Recently, there’s been a lot of turmoil in the systems language community. We have the Rust Evangelism Strikeforce nudging us towards rewriting everything in Rust. We have the C++17 folks who promise the safety and ease of use of modern programming languages with the performance and power of C. And then there’s a long tail of other “systems” programming languages, like Nim, Reason / OCaml, Crystal, Go, and Pony.
Personally, I’m super excited we’re seeing some interesting work in the programming language theory space. This got me excited to learn more about what’s out there. A lot of the problems I solve are usually solved in C. Recently, Go has begun to encroach on C’s territory. I enjoy C and Go as much as the next person — They’re good languages for getting shit done.

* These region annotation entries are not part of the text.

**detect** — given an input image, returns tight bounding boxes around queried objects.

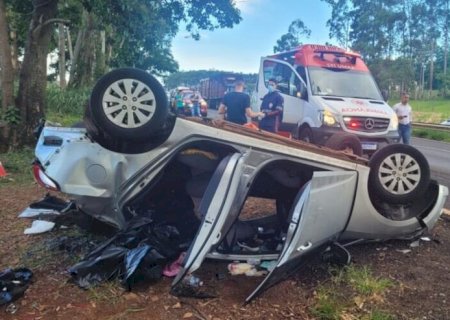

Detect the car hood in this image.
[317,96,394,119]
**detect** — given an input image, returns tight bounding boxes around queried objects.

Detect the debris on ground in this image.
[23,220,55,234]
[69,217,188,289]
[0,268,33,305]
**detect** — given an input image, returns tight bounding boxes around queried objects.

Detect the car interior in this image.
[124,141,323,254]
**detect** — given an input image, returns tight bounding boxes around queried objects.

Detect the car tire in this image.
[369,144,430,204]
[325,132,363,156]
[298,127,313,143]
[89,68,169,142]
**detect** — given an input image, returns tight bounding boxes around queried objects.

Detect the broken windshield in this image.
[308,67,383,100]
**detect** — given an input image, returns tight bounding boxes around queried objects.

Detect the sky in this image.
[172,0,331,73]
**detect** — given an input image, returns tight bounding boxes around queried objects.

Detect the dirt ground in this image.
[0,185,450,320]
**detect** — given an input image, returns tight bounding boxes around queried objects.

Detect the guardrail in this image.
[412,122,450,131]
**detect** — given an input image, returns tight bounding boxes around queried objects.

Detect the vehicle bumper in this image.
[311,126,400,152]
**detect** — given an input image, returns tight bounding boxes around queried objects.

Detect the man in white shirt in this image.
[394,92,412,144]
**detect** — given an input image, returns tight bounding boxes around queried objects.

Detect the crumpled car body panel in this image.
[30,118,448,301]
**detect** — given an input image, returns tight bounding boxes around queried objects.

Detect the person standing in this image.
[394,92,412,144]
[191,91,201,117]
[259,78,284,133]
[175,90,184,115]
[219,80,264,124]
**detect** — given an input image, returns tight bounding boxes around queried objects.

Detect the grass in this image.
[310,265,394,320]
[46,85,91,126]
[0,147,34,187]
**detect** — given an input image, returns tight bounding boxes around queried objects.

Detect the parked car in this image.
[29,69,448,301]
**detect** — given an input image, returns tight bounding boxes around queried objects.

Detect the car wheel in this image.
[298,127,313,143]
[89,68,168,141]
[325,132,363,156]
[369,144,430,204]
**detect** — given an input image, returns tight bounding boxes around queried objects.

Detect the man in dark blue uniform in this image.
[219,80,263,124]
[259,79,284,132]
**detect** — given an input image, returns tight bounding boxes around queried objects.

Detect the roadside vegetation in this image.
[46,84,92,126]
[310,264,394,320]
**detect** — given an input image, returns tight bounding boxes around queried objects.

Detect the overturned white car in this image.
[30,69,448,301]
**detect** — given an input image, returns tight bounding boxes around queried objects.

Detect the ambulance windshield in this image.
[308,67,383,100]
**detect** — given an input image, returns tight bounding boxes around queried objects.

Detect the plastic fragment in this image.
[183,274,203,287]
[228,262,267,276]
[0,268,33,308]
[23,220,55,234]
[163,252,186,277]
[395,249,411,254]
[69,217,182,289]
[259,260,278,271]
[409,240,420,248]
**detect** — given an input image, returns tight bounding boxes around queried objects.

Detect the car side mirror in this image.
[296,83,308,100]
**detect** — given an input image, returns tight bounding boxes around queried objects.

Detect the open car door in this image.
[245,171,357,302]
[172,153,243,288]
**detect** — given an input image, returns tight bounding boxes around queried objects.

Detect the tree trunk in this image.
[58,23,66,89]
[9,30,20,79]
[428,41,435,98]
[0,0,14,111]
[443,1,449,97]
[0,0,15,152]
[94,30,106,80]
[67,27,73,61]
[16,0,58,144]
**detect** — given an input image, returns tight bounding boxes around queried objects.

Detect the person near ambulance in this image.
[259,78,284,133]
[393,92,412,144]
[219,80,264,125]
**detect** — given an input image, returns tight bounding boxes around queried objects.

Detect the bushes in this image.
[46,84,91,126]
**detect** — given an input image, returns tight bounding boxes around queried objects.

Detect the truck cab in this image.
[256,44,399,154]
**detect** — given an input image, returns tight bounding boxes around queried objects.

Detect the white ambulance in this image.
[256,44,399,154]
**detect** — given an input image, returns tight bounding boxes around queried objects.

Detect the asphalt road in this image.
[411,138,450,209]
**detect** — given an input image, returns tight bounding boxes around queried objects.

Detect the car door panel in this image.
[172,153,244,287]
[246,171,357,302]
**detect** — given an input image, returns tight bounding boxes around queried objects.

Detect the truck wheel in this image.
[325,132,363,156]
[369,144,430,204]
[89,68,169,141]
[298,127,313,143]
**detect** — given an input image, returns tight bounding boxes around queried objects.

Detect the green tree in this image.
[0,0,241,148]
[273,19,311,53]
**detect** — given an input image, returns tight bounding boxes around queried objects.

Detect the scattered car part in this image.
[29,67,448,302]
[325,132,363,156]
[0,268,33,305]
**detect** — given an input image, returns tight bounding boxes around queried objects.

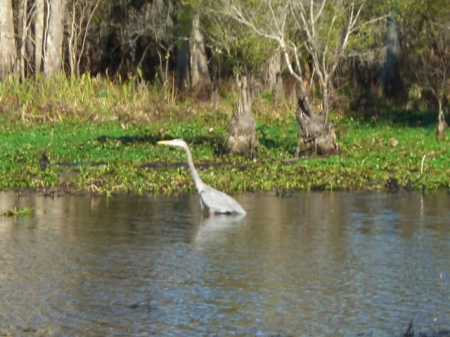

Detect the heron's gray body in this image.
[158,139,246,214]
[199,184,246,214]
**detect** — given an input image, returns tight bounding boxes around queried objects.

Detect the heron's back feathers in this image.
[199,184,246,214]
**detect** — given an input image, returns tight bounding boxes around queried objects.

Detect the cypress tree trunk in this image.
[189,13,211,92]
[0,0,17,82]
[34,0,44,74]
[44,0,66,76]
[224,75,258,158]
[380,18,403,97]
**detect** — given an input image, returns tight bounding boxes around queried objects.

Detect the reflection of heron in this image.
[158,139,246,214]
[194,214,245,245]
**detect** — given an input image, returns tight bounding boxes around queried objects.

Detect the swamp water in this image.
[0,193,450,336]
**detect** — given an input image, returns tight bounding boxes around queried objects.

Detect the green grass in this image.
[0,77,450,194]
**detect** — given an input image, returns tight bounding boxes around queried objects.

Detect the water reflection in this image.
[0,193,450,336]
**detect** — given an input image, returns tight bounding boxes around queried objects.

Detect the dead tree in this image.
[223,76,258,158]
[295,99,338,157]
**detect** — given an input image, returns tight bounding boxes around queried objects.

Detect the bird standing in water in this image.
[158,138,246,214]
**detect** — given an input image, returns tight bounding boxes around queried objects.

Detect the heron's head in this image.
[157,138,187,148]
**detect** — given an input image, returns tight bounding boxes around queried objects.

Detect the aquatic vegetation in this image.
[1,206,33,217]
[0,77,450,195]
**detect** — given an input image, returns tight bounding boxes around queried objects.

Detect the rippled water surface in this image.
[0,193,450,336]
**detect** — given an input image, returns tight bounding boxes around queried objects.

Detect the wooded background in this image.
[0,0,450,134]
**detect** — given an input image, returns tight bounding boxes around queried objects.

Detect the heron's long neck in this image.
[184,147,204,192]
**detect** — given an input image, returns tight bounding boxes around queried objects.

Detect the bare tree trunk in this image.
[44,0,66,77]
[18,0,28,81]
[0,0,17,82]
[34,0,44,74]
[177,41,189,89]
[189,12,211,93]
[224,75,258,158]
[380,17,403,97]
[437,99,448,140]
[266,49,284,102]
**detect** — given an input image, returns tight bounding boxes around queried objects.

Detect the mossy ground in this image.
[0,75,450,194]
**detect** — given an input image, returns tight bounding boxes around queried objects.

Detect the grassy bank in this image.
[0,77,450,194]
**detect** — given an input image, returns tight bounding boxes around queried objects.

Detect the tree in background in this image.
[401,0,450,139]
[214,0,382,155]
[44,0,66,76]
[0,0,17,81]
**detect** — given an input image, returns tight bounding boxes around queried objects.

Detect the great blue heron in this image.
[158,139,246,214]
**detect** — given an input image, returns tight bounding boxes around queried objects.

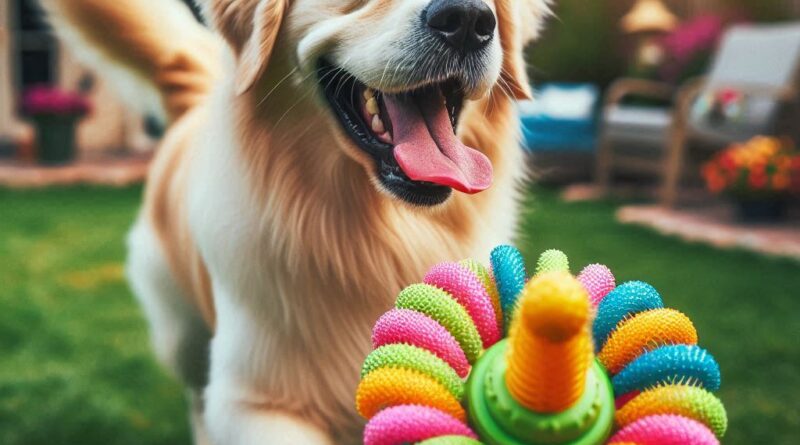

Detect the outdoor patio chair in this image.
[596,23,800,206]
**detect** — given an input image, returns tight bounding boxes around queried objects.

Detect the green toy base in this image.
[467,340,614,445]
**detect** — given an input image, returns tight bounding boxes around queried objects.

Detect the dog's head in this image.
[200,0,548,205]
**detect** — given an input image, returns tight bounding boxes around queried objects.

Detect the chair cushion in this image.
[519,84,600,151]
[605,105,672,145]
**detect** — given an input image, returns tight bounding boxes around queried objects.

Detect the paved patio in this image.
[617,205,800,260]
[0,155,150,188]
[561,184,800,260]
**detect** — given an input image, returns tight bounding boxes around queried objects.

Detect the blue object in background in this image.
[519,83,600,153]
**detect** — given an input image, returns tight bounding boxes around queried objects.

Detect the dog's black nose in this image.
[424,0,497,53]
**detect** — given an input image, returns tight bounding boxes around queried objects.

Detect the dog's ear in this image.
[198,0,288,94]
[236,0,288,94]
[495,0,549,99]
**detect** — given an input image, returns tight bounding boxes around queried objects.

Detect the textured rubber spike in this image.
[536,249,569,275]
[490,246,527,329]
[609,414,719,445]
[597,309,697,376]
[423,263,501,348]
[361,344,464,400]
[578,264,617,307]
[364,405,480,445]
[592,281,664,351]
[458,259,503,332]
[417,436,482,445]
[614,385,728,439]
[396,284,483,363]
[372,309,471,379]
[612,345,721,394]
[505,271,592,414]
[356,368,467,422]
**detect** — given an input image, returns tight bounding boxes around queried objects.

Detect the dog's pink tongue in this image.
[384,90,492,193]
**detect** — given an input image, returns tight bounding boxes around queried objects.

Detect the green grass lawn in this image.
[0,184,800,445]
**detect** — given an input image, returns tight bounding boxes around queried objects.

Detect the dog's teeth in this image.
[367,97,378,115]
[372,114,386,134]
[364,88,375,100]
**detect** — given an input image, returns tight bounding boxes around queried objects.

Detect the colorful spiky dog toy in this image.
[356,246,727,445]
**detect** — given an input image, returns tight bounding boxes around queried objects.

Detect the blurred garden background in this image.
[0,0,800,445]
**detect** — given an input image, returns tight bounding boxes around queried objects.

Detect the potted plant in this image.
[22,86,91,164]
[702,136,800,222]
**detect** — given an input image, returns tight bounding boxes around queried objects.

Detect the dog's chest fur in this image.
[173,71,521,443]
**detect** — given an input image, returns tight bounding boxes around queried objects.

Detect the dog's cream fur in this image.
[42,0,547,445]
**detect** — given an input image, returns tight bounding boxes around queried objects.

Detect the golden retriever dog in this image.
[37,0,548,445]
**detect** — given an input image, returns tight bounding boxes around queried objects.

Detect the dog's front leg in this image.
[205,293,334,445]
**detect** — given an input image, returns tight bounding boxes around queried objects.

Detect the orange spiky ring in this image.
[356,246,727,445]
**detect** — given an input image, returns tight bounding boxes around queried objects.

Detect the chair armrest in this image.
[674,77,708,118]
[714,83,798,102]
[605,78,676,106]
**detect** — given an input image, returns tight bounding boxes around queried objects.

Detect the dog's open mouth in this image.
[319,59,492,205]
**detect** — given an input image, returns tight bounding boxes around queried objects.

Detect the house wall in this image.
[0,0,23,144]
[0,0,154,156]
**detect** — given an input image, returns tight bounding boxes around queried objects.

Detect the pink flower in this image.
[22,85,91,116]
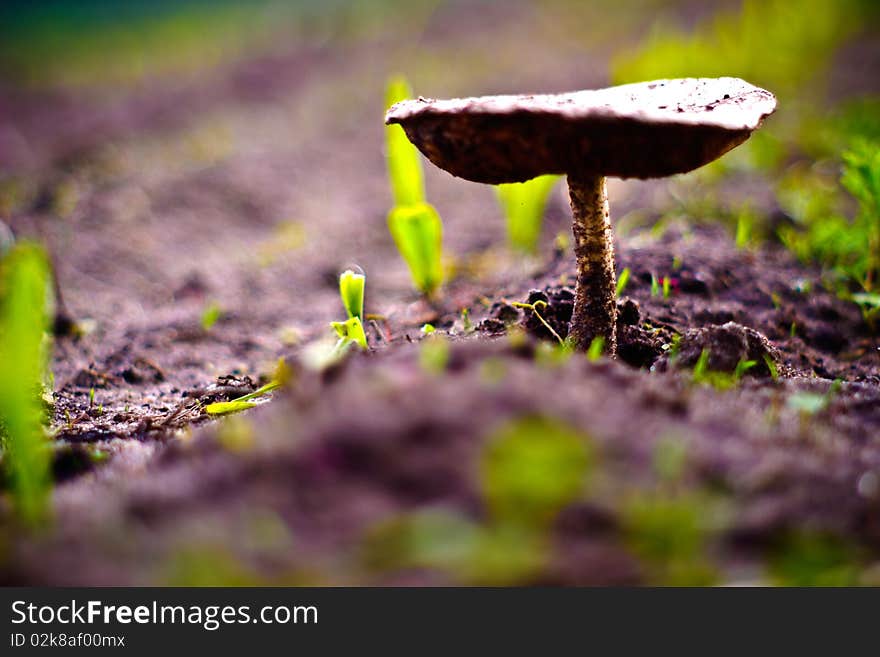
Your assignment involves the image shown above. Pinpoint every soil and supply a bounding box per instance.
[0,1,880,585]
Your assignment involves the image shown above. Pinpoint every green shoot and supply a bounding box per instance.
[339,269,366,322]
[0,244,51,526]
[330,317,367,350]
[852,292,880,331]
[510,299,565,345]
[205,381,281,415]
[762,354,779,381]
[200,301,223,331]
[614,267,630,299]
[735,205,756,250]
[691,349,757,390]
[587,335,605,362]
[419,333,449,375]
[495,175,559,253]
[385,77,443,297]
[480,417,594,532]
[388,201,443,297]
[205,401,257,415]
[385,76,425,207]
[461,308,474,333]
[694,349,709,382]
[733,360,758,381]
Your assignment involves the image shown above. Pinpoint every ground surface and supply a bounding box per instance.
[0,1,880,584]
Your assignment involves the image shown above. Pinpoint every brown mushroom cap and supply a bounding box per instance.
[385,78,776,184]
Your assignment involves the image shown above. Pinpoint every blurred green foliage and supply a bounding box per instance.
[385,76,443,297]
[388,204,443,297]
[767,531,861,586]
[622,493,718,586]
[480,417,593,528]
[495,175,559,253]
[779,140,880,292]
[0,243,51,526]
[385,75,425,206]
[612,0,868,99]
[362,416,594,586]
[0,0,436,88]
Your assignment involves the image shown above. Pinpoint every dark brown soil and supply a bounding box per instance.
[0,0,880,584]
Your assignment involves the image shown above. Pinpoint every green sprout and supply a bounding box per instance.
[495,175,559,253]
[587,335,605,362]
[388,202,443,297]
[691,349,756,390]
[199,301,223,331]
[614,267,630,298]
[329,269,369,362]
[385,76,425,207]
[0,243,52,526]
[510,299,565,345]
[385,77,443,297]
[330,317,367,351]
[205,381,281,415]
[419,332,449,375]
[852,292,880,331]
[339,269,367,322]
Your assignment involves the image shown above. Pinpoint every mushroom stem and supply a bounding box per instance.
[568,174,617,358]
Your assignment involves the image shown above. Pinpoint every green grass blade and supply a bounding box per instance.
[385,76,425,206]
[0,244,51,526]
[388,203,443,296]
[495,175,559,253]
[205,401,256,415]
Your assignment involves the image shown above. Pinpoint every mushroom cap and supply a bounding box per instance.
[385,78,776,184]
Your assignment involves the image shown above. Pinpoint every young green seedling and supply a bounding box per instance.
[495,175,559,253]
[388,202,443,297]
[330,270,369,360]
[614,267,630,299]
[385,76,425,207]
[385,77,443,297]
[339,269,367,323]
[0,243,51,526]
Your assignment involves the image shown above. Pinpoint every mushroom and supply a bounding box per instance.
[385,78,776,356]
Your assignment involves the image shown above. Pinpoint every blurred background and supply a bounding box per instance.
[0,0,880,249]
[0,0,880,583]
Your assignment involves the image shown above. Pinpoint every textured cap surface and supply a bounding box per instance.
[385,78,776,184]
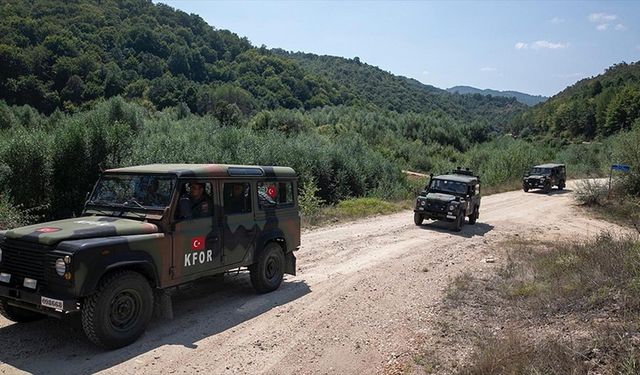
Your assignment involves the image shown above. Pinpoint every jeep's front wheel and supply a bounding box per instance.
[249,242,284,293]
[413,212,424,225]
[0,298,44,323]
[81,271,153,349]
[453,212,465,232]
[469,207,480,225]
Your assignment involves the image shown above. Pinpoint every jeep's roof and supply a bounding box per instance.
[433,174,478,184]
[105,164,297,177]
[533,163,564,168]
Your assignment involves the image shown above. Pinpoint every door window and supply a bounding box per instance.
[258,181,293,210]
[176,181,213,220]
[223,182,251,215]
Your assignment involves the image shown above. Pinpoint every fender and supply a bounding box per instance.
[250,229,296,276]
[79,252,159,297]
[58,234,168,297]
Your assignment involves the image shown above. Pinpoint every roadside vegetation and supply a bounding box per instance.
[0,97,620,229]
[0,0,640,228]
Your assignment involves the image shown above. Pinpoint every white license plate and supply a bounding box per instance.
[40,297,64,310]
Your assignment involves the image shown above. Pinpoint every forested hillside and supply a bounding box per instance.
[509,62,640,140]
[0,0,354,118]
[274,49,526,129]
[0,0,637,228]
[0,0,522,128]
[447,86,549,106]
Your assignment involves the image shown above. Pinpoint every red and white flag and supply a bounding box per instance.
[191,236,204,251]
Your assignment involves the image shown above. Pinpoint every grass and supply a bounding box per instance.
[414,233,640,375]
[302,198,413,228]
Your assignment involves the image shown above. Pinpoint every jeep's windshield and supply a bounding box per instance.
[530,168,551,176]
[89,174,176,209]
[429,179,467,194]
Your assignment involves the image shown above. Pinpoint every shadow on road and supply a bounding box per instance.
[420,220,493,238]
[523,189,573,195]
[0,273,311,374]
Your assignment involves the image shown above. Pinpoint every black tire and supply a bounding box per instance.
[81,271,154,349]
[453,212,465,232]
[249,242,284,293]
[0,298,45,323]
[469,207,480,225]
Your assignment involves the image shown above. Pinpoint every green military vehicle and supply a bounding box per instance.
[0,164,300,348]
[413,168,480,232]
[522,164,567,193]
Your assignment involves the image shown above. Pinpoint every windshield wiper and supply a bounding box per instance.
[122,198,145,208]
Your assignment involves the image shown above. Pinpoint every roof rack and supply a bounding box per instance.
[451,167,477,177]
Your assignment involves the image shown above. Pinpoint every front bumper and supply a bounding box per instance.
[0,285,80,317]
[522,180,547,189]
[413,207,458,222]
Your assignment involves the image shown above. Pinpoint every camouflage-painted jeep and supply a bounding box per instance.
[413,168,480,232]
[522,164,567,193]
[0,164,300,348]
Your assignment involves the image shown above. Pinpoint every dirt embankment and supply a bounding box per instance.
[0,182,617,374]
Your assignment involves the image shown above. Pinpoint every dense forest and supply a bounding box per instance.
[0,0,638,228]
[447,86,549,106]
[274,49,526,129]
[509,62,640,140]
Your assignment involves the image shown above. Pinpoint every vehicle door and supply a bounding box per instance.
[221,180,258,265]
[172,180,222,282]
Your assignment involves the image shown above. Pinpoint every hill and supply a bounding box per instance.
[508,62,640,139]
[0,0,524,128]
[0,0,354,114]
[447,86,549,106]
[273,49,526,128]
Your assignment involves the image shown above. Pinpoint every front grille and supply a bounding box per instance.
[427,201,448,212]
[0,239,52,287]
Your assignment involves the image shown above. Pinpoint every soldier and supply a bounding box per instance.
[189,182,212,219]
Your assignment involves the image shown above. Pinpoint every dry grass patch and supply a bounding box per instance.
[414,233,640,375]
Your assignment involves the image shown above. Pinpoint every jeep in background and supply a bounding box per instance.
[522,164,567,193]
[0,164,300,348]
[413,168,480,232]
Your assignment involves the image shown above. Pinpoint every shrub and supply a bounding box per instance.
[574,179,608,206]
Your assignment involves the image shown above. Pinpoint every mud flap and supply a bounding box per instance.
[153,289,173,320]
[284,251,296,276]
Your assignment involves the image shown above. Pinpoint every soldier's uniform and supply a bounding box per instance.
[191,193,212,219]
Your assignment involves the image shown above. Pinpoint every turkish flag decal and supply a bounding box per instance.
[36,227,62,233]
[191,236,204,251]
[267,185,276,198]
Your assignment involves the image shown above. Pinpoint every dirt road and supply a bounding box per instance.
[0,181,614,374]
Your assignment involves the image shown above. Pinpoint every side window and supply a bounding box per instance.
[176,181,213,220]
[222,182,251,215]
[258,181,293,210]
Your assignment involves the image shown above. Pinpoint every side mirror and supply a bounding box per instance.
[178,197,193,220]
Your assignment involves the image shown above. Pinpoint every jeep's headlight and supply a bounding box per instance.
[56,258,67,276]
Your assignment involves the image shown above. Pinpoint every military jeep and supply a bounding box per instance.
[522,164,567,193]
[413,168,480,232]
[0,164,300,348]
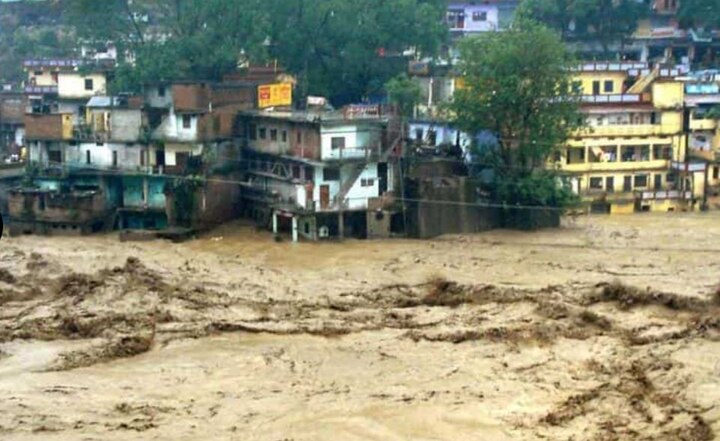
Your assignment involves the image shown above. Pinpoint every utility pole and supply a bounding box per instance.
[338,141,345,240]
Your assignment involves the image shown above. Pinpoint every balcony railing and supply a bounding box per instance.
[561,159,670,173]
[579,124,681,136]
[580,93,643,104]
[690,119,717,130]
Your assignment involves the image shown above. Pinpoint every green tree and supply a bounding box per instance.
[450,19,581,206]
[66,0,447,104]
[519,0,648,55]
[267,0,447,104]
[385,74,422,117]
[65,0,267,92]
[678,0,720,29]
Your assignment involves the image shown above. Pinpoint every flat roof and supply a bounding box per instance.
[240,110,388,124]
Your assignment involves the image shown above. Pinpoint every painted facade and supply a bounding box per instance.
[556,65,697,213]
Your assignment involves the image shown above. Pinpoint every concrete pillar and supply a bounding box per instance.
[143,177,150,206]
[338,211,345,239]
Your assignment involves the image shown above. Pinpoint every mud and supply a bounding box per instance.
[0,212,720,440]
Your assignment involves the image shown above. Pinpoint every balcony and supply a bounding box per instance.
[636,190,692,201]
[561,159,670,173]
[579,124,680,137]
[690,119,717,131]
[25,86,58,95]
[580,93,648,104]
[25,113,73,141]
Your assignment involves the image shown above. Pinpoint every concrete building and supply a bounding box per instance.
[556,63,697,213]
[240,106,403,240]
[446,0,520,36]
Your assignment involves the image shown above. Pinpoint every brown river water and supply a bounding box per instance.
[0,213,720,441]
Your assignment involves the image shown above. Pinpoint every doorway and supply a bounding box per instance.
[320,185,330,209]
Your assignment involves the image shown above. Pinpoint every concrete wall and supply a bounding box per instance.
[165,143,203,167]
[448,2,499,32]
[576,72,628,95]
[406,177,502,238]
[310,163,394,210]
[152,111,200,142]
[110,109,143,142]
[25,114,73,140]
[28,69,57,86]
[652,81,685,109]
[58,72,107,98]
[8,187,109,235]
[145,86,173,109]
[320,124,383,161]
[122,176,166,210]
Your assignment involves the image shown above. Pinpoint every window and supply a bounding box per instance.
[323,168,340,181]
[330,136,345,150]
[446,9,465,29]
[48,150,62,164]
[473,11,487,21]
[428,130,437,146]
[653,145,672,160]
[605,176,615,193]
[654,173,662,190]
[635,175,648,188]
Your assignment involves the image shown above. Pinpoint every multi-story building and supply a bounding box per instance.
[556,62,695,213]
[0,89,26,159]
[17,63,276,233]
[446,0,520,36]
[685,78,720,208]
[240,106,403,240]
[623,0,720,66]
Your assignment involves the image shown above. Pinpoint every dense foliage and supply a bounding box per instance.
[450,19,581,206]
[520,0,648,52]
[66,0,446,102]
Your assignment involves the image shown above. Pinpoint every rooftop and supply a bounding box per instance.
[241,105,388,124]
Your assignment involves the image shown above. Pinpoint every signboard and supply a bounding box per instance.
[258,83,292,109]
[343,104,381,119]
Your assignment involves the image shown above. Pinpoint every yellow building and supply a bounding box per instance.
[558,62,692,213]
[685,81,720,208]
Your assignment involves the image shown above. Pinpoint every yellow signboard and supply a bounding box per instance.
[258,83,292,109]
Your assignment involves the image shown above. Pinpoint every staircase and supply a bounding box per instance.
[335,131,403,206]
[625,66,660,95]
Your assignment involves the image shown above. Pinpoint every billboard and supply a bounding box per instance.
[258,83,292,109]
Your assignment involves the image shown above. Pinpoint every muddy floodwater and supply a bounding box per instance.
[0,213,720,441]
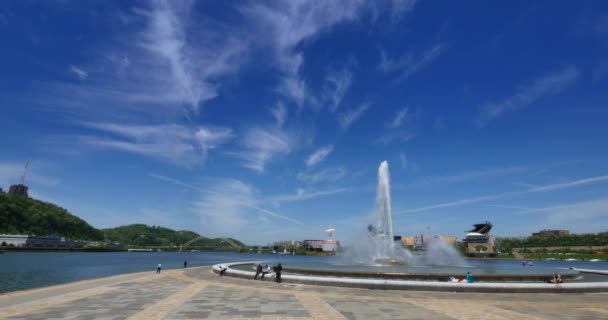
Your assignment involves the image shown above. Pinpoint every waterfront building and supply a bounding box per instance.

Often times, they leave a lot to be desired, and leave me envious of other programmers with tools like Flow, Typescript, and Dialyzer. Coming from developing in Erlang, even with its rudimentary type system, functional programming just came far more easily to me.
Let’s back up a bit. What is a systems language? Well, I think that depends on where you are in the stack, and who you ask. In general, I would suggest the definition of a systems language is a language that can be used to implement the components your systems runs atop.
Similarly, a Java programmer must understand the runtime behaviour of the JVM, but until OpenJDK, the implementation language was irrelevant. Even though these ecosystems are fairly mature, there will always be a need to someone to understand what’s going on underneath them in the system when the computers break.
At the end of the day, things written in systems programming languages rarely deliver direct business value, but build the underlying infrastructure to deliver business value. They are a necessary evil, and for most organizations, investing in them is a cost center, as their usage is not central to the success of the product.
From the perspective of the application developer, databases, RPC libraries, load balancers, and caches are just another piece of infrastructure. Fundamentally, this infrastructure is composed of various systems components. We’ve seen these infrastructure components come in a variety of languages. For example, databases have been implemented in a variety of languages, such as Java (Cassandra), C++ (MongoDB), Erlang (CouchDB, Riak), C (Postgresql), and Go (CockroachDB). Data pipelines have been implemented in Java (Kafka, Spark), and C++ (Heron). Caching has largely stayed in the domain of C (Redis, Memcache).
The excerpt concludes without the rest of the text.